H5N1 Avian Influenza Infection of hNECs Elicit Subdued Inflammasome Activation Compared to Human Seasonal Influenza. (A) Heatmaps of selected pathway significantly up-regulated in human seasonal influenza at 48hpi, including inflammasome, NFκB and hypoxic responses. Gene expression value is presented in Log2FC. (B) LUMINEX validation of apically secreted cytokines from significant pathways only found in human seasonal influenza infection at 48hpi. Statistical analyses were performed using 1-Way ANOVA with Tukey's correction for multiple comparison. *p < 0.05; **p < 0.01; ***p < 0.001.

Figure 6.

H5N1 Avian Influenza Infection of hNECs Differentially Downregulates Epithelial Development and Wound Healing Genes. (A) Heatmaps of selected pathways significantly up-regulated in human influenza but down-regulated in avian influenza at 48hpi, including regulation of epithelial development, wound healing and SLIT/ROBO pathways. Gene expression value is presented in Log2FC. (B) qPCR validation of selected genes from significant pathways differentially up-regulated in human seasonal influenza, while down-regulated in avian influenza infection at 48hpi. Statistical analyses were conducted using 2-Way ANOVA with Tukey's correction for multiple comparison. (C) LUMINEX validation of apically secreted FGF2 identified from significant pathway up-regulated in human seasonal influenza infection at 48hpi. (D) Heatmaps of stress related responses at 48hpi showing differences between human seasonal and avian influenza infections.
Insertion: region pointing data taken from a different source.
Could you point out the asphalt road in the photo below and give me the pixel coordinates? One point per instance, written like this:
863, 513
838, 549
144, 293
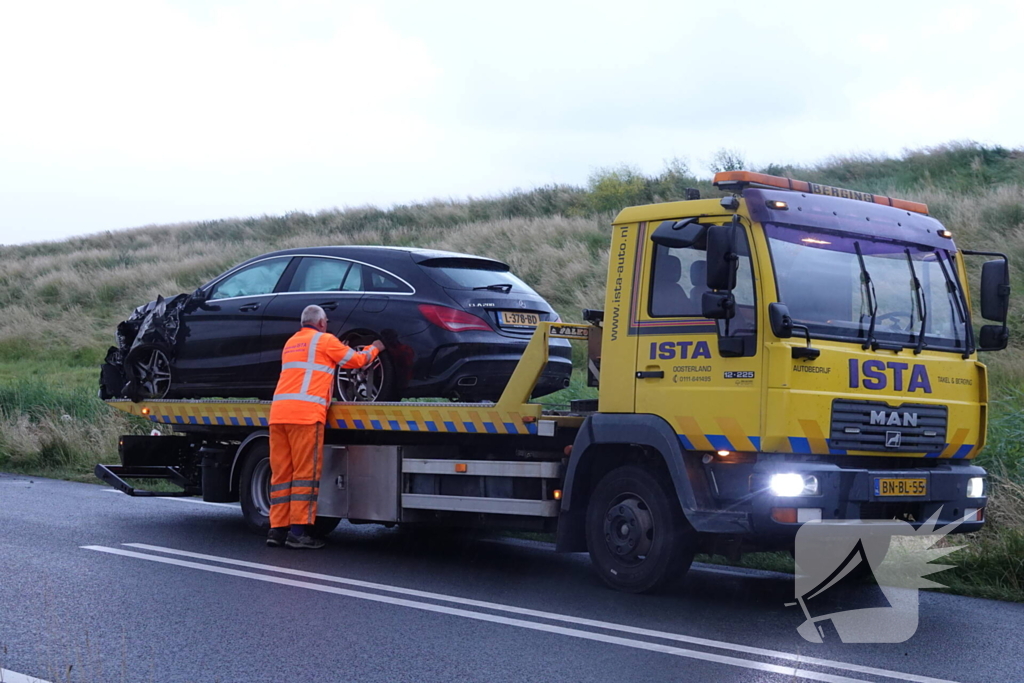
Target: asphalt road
95, 586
Gene expression value is presented in Log2FC. Statistical analyses were performed using 1-Way ANOVA with Tukey's correction for multiple comparison *p < 0.05; **p < 0.01; ***p < 0.001.

Figure 7.

Avian (H5N1) Infection Resulted in Cardiac and Neuronal Pathway Enrichment. (A) Heatmaps of selected pathways significantly up-regulated in avian influenza at 48hpi, including cardiac conduction and neuronal processes pathways which are enriched with ion transport genes. Gene expression value is presented in Log2FC. (B) The hNECs and/or hBECs infected with H3N2 and H5N1 were subjected to treatment with peruvoside, a modulator of cellular calcium ions, at concentrations of 20, 60 and 100nM. At 100nM, peruvoside significantly reduced the H3N2 viral titre hNECs, and of H5N1 viral titre infected hBECs. Statistical analyses were conducted using 1-Way ANOVA with Dunnett's correction for multiple comparison. *p < 0.05.